Nueve nevada ...... nueve ruta.

En cuanto me entere de la que había caído por la zona de Riaza, hice unas cuantas llamaditas, y no tardaron en salir voluntarios para hacer un recorrido por el Valle de Riaza.

Como había nevado copiosamente, preferimos rutear por el valle para no encontrarnos demasiada nieve, que impidiera el paso de los coches.

La ruta no entrañaba dificultad alguna. Solo si esta demasiado embarrado puedes tener algún problema, pero lo normal es que lo pases de lujo derrapando por sus embarrados caminos.

No había demasiada nieve. Lo justo para disfrutar tanto del paisaje, como de la conducción. Incluso alguno disfruto de un poco de snowboard eslingado al Patrol.

El campo estaba de lo mas divertido.

Charcazos escondidos entre el hilo y la nieve hicieron que durante un rato lo pasáramos como niños.

El viento, provoco que en varios tramos del camino se acumulase gran cantidad de nieve, siendo imposible atravesarlos.

Desde el primer atasco, las eslingas se quedaron fijas en los ganchos debido al uso que estaba claro que le íbamos a dar.

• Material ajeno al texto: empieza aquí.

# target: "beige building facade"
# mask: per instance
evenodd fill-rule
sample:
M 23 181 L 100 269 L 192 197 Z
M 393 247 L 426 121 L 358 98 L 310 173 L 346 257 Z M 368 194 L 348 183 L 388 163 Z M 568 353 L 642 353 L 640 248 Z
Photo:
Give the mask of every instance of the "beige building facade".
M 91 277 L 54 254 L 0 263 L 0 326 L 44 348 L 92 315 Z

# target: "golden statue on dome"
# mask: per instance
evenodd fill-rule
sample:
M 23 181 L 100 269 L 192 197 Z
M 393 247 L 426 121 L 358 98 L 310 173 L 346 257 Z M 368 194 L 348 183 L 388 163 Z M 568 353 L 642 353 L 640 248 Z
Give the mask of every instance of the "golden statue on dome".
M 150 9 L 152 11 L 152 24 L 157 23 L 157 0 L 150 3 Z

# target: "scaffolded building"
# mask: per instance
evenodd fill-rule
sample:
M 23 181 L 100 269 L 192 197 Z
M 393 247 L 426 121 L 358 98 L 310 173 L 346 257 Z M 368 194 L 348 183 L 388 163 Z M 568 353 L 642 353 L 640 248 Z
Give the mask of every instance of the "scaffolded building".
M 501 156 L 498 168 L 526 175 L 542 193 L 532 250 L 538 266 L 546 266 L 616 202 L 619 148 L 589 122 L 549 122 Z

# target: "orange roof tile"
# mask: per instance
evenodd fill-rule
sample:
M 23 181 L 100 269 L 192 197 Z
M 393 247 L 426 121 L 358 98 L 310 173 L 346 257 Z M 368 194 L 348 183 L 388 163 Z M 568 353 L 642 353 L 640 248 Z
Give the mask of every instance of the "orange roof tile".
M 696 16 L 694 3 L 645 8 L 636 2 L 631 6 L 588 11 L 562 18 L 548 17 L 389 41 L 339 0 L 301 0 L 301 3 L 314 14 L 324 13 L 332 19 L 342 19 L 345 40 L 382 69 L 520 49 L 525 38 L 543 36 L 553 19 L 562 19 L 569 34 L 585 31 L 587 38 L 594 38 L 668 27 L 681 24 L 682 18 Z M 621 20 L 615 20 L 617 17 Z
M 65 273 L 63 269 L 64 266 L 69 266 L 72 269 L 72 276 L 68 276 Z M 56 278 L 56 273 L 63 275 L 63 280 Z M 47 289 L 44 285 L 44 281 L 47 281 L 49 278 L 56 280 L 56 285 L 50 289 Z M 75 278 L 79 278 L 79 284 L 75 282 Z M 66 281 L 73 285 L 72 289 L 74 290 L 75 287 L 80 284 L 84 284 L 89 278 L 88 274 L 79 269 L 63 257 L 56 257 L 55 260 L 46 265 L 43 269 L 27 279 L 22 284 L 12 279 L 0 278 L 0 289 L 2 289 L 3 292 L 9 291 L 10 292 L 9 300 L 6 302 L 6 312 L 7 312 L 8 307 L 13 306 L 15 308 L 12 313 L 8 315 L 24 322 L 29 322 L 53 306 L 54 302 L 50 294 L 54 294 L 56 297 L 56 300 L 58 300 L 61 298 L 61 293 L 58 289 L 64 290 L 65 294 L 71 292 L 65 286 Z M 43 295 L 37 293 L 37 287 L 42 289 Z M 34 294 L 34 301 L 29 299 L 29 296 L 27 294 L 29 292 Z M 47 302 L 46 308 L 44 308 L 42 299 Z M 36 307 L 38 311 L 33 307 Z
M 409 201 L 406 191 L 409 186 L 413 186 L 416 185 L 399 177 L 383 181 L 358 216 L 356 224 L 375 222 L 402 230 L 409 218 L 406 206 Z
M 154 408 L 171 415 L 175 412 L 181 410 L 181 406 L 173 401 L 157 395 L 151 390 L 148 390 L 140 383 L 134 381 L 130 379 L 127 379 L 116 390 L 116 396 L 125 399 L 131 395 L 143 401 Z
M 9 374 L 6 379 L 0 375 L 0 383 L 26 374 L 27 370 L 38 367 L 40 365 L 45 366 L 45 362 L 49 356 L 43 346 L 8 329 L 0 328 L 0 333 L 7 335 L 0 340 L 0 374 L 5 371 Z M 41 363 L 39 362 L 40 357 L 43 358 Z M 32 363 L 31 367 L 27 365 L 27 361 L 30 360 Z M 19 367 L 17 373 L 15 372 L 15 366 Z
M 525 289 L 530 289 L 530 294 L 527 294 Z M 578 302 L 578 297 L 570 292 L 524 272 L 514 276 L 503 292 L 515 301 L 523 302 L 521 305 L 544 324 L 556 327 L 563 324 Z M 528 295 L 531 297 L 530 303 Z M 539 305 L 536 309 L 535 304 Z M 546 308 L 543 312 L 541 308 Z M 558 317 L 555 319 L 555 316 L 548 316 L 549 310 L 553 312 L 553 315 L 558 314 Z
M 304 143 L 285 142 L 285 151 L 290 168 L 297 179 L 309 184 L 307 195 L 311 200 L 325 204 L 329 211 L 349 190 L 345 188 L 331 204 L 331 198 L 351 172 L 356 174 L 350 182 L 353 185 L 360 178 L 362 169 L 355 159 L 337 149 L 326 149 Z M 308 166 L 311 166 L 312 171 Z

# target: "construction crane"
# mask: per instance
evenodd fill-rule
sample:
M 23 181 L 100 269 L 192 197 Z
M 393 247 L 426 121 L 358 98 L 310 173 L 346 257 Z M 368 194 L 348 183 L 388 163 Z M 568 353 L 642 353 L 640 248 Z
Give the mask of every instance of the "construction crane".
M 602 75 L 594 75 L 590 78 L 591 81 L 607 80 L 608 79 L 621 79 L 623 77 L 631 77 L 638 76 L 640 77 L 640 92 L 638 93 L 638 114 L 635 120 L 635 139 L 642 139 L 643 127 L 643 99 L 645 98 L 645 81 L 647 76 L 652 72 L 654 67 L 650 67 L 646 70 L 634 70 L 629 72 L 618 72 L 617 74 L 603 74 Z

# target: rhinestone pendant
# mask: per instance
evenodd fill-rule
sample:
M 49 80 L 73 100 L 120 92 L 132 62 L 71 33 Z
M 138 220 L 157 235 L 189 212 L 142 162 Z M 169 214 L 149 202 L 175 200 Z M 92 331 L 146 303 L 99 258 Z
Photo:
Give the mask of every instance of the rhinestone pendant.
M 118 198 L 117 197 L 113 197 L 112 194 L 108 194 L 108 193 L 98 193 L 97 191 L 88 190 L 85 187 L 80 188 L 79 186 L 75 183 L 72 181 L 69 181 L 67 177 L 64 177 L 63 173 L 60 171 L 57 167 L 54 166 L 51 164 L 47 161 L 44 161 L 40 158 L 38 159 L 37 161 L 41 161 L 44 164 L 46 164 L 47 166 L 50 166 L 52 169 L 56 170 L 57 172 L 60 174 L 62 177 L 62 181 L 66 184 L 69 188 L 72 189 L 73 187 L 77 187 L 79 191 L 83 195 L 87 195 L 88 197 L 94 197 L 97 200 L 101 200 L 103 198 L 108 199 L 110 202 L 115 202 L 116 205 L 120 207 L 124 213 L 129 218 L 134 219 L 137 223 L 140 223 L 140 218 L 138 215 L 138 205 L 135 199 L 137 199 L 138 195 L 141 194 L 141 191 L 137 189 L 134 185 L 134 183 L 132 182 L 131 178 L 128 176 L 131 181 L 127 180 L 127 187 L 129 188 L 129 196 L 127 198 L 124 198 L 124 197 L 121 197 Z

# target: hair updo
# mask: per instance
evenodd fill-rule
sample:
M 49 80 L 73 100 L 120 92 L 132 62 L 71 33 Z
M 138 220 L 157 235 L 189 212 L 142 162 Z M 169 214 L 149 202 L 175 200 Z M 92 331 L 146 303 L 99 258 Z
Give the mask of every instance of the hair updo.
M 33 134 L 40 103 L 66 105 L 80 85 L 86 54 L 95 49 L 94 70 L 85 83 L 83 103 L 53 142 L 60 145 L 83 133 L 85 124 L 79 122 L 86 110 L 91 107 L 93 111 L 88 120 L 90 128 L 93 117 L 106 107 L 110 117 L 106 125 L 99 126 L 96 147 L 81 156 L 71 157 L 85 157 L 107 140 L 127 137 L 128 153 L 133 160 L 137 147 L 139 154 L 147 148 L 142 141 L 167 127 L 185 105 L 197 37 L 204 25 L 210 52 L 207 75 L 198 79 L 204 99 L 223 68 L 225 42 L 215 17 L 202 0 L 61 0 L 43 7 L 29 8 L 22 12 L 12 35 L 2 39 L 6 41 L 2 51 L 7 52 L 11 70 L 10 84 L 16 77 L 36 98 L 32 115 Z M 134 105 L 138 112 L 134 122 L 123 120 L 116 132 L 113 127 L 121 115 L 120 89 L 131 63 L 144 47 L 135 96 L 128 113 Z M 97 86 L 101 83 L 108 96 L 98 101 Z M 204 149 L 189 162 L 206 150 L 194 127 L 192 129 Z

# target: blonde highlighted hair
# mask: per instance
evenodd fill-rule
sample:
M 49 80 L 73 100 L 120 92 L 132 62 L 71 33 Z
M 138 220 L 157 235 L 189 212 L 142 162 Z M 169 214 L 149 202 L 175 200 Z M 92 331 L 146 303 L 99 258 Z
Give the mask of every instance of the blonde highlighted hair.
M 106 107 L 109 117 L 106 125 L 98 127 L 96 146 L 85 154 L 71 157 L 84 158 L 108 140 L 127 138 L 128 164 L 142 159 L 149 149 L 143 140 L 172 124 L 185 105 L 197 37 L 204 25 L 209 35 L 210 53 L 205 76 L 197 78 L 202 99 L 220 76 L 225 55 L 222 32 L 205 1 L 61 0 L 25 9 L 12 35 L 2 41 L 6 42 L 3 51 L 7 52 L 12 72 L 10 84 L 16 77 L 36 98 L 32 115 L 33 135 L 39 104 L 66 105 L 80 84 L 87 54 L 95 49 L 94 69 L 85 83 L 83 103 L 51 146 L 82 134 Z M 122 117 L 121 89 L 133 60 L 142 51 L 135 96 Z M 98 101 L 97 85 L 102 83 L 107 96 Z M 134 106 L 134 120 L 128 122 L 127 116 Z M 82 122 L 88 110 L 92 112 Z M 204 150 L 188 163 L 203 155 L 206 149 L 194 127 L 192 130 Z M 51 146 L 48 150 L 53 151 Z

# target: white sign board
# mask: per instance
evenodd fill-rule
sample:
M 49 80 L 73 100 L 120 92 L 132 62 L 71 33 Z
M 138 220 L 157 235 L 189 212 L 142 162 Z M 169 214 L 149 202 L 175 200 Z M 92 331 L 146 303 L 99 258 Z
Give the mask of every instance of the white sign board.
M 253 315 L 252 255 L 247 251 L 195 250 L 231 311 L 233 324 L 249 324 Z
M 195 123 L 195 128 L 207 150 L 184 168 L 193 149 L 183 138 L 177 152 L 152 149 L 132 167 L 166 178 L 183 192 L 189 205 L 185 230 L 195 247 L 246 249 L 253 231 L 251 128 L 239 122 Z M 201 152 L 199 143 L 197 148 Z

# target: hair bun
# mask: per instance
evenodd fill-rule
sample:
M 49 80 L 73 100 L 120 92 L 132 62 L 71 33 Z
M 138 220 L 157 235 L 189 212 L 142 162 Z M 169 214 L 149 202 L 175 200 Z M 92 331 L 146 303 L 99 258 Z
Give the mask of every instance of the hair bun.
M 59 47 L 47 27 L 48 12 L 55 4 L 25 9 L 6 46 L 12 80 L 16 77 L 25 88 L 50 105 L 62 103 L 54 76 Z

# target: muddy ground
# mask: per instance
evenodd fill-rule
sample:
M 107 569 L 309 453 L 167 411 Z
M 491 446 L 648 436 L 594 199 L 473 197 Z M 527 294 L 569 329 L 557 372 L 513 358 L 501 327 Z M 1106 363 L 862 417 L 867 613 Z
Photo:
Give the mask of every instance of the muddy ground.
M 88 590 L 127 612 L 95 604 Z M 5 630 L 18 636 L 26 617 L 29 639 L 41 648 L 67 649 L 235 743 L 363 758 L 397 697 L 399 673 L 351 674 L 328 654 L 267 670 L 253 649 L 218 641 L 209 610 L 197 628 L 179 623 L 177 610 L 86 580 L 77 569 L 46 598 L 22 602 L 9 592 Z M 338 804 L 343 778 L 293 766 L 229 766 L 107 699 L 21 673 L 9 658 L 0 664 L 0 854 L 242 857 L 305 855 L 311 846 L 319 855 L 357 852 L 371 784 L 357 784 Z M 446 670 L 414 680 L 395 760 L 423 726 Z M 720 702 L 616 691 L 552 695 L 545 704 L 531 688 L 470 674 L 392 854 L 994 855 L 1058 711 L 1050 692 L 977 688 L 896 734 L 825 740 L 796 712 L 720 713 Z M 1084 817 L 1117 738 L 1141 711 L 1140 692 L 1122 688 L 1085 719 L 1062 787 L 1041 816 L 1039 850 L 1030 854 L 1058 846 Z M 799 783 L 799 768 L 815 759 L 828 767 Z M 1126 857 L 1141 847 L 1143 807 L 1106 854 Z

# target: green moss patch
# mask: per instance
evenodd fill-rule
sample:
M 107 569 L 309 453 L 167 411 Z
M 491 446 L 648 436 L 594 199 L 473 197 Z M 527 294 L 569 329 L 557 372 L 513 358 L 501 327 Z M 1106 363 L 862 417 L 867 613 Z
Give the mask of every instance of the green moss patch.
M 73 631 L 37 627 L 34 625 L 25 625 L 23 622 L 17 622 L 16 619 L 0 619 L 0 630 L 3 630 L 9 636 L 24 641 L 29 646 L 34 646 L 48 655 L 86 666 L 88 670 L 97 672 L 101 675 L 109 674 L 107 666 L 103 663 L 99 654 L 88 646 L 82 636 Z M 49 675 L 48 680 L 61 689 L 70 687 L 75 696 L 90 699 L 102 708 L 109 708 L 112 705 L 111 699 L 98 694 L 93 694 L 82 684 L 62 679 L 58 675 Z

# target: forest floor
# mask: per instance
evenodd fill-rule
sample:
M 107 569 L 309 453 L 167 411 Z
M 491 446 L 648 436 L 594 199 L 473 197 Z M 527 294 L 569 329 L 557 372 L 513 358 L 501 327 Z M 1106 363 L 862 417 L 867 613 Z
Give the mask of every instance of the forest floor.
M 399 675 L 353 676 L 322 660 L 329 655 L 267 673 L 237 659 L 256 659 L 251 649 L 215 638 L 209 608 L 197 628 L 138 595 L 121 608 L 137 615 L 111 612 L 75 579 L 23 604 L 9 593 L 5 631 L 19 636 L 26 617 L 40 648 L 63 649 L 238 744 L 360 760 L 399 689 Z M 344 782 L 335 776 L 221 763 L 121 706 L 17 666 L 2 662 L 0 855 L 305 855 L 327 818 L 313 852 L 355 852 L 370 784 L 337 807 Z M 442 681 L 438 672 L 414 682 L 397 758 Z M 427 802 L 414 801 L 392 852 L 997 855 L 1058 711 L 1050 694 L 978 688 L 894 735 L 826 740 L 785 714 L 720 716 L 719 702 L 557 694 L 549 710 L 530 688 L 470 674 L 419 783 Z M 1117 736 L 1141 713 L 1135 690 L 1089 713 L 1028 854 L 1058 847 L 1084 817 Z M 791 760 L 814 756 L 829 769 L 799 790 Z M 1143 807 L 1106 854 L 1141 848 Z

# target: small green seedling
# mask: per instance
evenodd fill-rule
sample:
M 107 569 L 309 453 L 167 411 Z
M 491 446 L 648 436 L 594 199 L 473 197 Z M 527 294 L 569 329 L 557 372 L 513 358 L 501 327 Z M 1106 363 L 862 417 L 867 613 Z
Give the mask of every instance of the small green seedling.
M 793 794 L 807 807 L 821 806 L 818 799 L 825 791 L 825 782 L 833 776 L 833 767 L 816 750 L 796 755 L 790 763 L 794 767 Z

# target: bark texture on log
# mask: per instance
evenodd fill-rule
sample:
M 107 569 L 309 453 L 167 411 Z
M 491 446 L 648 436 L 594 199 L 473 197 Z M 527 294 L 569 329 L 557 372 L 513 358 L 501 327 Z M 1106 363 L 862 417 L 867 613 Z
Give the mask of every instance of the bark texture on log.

Superado el primer ventisquero, nos encontramos con una cuestecilla en la que en lo alto había otro ventisquero que ocupaba casi todo el camino.

Mi copilota nos comento que solo entraba un rueda y que no podríamos pasar. Así que afronte la cuesta con decisión hasta la cima, rompiendo el montón de nieve que llego hasta el techo del Patrol.

Me seguía Citri, que no pudo coronar, quedándose atrancado justo en la cima.

No nos quedo mas opción que eslingarle para atrás con ayuda del Patrol de Ure.

La nieve lo cubría todo, siendo muy facil meterse en alguna rodera o algo que te pudiera atrapar.
En cuestión de trescientos metros, se repitió la historia. Ventisquero y el Patrol metido hasta los faros.
Citri, intentando sacarme, se metió en un escondido reguero que también le dejo atrapado, siendo otra vez necesaria la ayuda de Ure para poder sacarle, y luego que el Toy me sacara a mi.

Continuamos recorriendo el siberiano paisaje en busca de un bar donde tomar algo caliente. Ya que los

-7º y las constantes bajadas del coche para eslingarnos, nos destemplaron un poco.

Tras un descansito para entrar otra vez en calor, continuamos ruta, esta vez saltandonos un pequeño tramo, que sin duda nos habria traido problemas.

Durante un buen rato estuvimos disfrutando de la conducción por los nevados caminos.

Los ventisqueros cruzaban los caminos, siendo divertidisimo romperlos con el morro del coche a medida que íbamos avanzando. Pero una vez mas me quede atascado de nuevo.

Una vez mas, Citri me saco y emprendimos camino, pero al segundo me dice por la emisora que esta atrapado.

Retrocedí y me lo encontré bien hundido en la nieve, fuera del camino.

Hice varios intentos de tirar para alante, pero la cantidad de nieve y lo deslizante del suelo hacían que resultara imposible.

Ure le intento sacar para atrás, pero patino y se metió también en las roderas de Citri.

A Ure le pude sacar tirando can la esliga, pero Citri esta tan clavado, que cada vez que tirábamos de el , lo único que conseguíamos era meternos nosotros.

Así que el cabrestante y un poco de paciencia fue lo que le saco nuevamente al camino.

El triunfante del día. Juanito, que con su Vitarilla, no se quedo ni una vez el tío.